L’idea l’ha lanciata l’altro ieri Enrico Letta dalle pagine di Repubblica, ma nelle ore scorse ci sono state entusiaste aperture di vari esponenti politici, da Luigi Di Maio a Nicola Zingaretti: dare il voto ai sedicenni, quelli che in tanti hanno affollato le piazze venerdì scorso per lo sciopero globale del clima. L’idea è giusta, anzi sacrosanta. Abbassare la soglia del diritto di voto è un modo diretto e immediato di spingere la classe politica verso posizioni molto più ecologiste e consapevoli del riscaldamento climatico di quanto non sia ora.

Il motivo è semplice: i sedicenni di oggi non avranno le idee chiare su destra e sinistra, né sulla politica in generale, di cui si interessano poco. Ma hanno una visione assolutamente concreta delle cose e delle emergenze a cui bisogna porre rimedio: la prima, appunto, il riscaldamento globale.

Perché a 16 anni hai tutta la vita davanti e se questa vita, come raccontano i giornali on line che questi ragazzi leggono, sarà segnata da scarsità idrica, desertificazione, migrazioni di massa e probabili conflitti per le risorse, è ovvio che spingerai il più possibile per votare partiti con forti programmi ambientalisti. Partiti che al momento in Italia non ci sono ma che potrebbero senz’altro crescere, così come potrebbero diventare più verdi i partiti esistenti, qualora sapessero che c’è una platea di giovani molto più ampia interessata a questi temi.

Nonostante questo sembri del tutto ovvio, è meglio essere scettici di fronte all’entusiasmo generalizzato e al fatto che questa proposta di legge diventerà realtà. Primo, perché i politici non percepiscono ancora in maniera drammatica, così come invece i giovani, l’urgenza della questione climatica. Secondo perché il richiamo ai giovani dei politici è inversamente proporzionale alla conoscenza che ne hanno, così come alla capacità di parlare alle nuove generazioni. Alcuni politici sono vecchi anagraficamente; altri lo sono meno, ma sembrano precocemente invecchiati quando a slogan e anche riforme scelte a cui dare la priorità: basti pensare a un “giovane” Matteo Salvini, che ha scelto di dare le preferenza a una riforma sciagurata e “senile” come quota 100.

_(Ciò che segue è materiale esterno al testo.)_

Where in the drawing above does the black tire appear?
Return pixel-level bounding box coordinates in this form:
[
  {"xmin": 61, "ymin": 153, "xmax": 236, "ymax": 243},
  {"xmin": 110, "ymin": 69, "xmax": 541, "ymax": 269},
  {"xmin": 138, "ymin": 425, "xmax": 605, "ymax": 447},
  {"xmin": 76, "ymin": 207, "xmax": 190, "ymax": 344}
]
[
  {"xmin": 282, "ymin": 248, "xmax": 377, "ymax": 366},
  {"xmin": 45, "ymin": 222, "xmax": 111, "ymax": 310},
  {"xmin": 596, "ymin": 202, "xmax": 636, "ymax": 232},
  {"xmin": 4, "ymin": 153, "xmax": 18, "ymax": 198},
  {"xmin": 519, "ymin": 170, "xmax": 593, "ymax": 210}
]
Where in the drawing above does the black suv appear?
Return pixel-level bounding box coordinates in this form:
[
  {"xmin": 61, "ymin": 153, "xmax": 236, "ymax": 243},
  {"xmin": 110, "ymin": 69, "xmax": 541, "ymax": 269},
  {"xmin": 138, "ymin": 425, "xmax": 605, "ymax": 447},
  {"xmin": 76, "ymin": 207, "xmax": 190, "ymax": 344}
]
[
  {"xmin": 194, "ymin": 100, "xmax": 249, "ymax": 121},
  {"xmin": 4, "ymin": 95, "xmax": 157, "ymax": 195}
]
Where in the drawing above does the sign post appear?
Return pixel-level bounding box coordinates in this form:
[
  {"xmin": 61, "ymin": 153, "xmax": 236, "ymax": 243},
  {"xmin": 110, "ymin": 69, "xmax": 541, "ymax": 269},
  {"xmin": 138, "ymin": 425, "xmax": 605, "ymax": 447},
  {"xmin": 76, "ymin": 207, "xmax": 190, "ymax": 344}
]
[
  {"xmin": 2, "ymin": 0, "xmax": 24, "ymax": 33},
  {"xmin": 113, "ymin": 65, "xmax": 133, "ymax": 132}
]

In questo senso dare il diritto di voto ai sedicenni – attivo, ma anche “passivo”: nel nostro paese si può essere eletti solo a 25 anni alla Camera e a 40 al Senato, qualcosa di veramente assurdo e ormai fuori tempo – significherebbe non solo rendere automaticamente il paese più spostato verso tematiche ecologiche, il che già di per sé è importantissimo, ma sposterebbe anche l’agenda verso temi più legati alle esigenze di quei giovani tanto invocati quanto ignorati, in uno dei paesi più vecchi e gerontocratici del mondo.

Infine, questa riforma avrebbe anche un altro effetto rispetto alla nostra percezione dei giovani e al modo in cui stiamo crescendo i nostri figli, ovvero considerandoli come inetti, incapaci di fare qualsiasi cosa senza il nostro aiuto fino a tarda età. I ragazzi di oggi hanno un deficit di autonomia, e questo è colpa senz’altro di un’educazione sbagliata: e allora appunto dare loro il diritto di votare significa responsabilizzarli, farli uscire da quella comfort zone passiva in cui si aspettano che tutto sia dovuto.

Anzi, visto che parliamo di cambiare normative legate all’età, bisognerebbe lanciare anche un altro piccolo appello: dare la patente ai sedicenni. Non perché i genitori ansiosi potrebbero comprargli un’antiecologica macchina prima, ma perché sarebbero, di nuovo, responsabilizzati. E potrebbero rappresentare un aiuto concreto a genitori affaticati e schiacciati dalla cura dei figli e dei propri genitori, portando ad esempio il nonno molto anziano a fare una visita o accompagnando un fratello piccolo a fare sport. Sembra poco, invece è tantissimo, credetemi.

Tornando al voto ai sedicenni. Cari politici al governo: dateglielo, e dateglielo subito. Per favore, non ci esponete all’ascolto delle vostre dichiarazioni entusiaste salvo poi affossare l’idea. Lasciate da parte doppi pensieri, calcoli politici – quelli che invece state facendo per l’ottima idea dello ius culturae, che andrebbe promossa perché giusta e non fermata perché “le persone non capirebbero”, come ha detto Alessia Morani del Pd -, date un segno di intelligenza e soprattutto date credito a questi giovani che hanno il diritto di dire la loro.

Sarebbe anche una riforma a costo zero: dunque, davvero non ci sono scuse. La politica cambierebbe volto, e sarebbe di sicuro, e senza retorica, un volto migliore.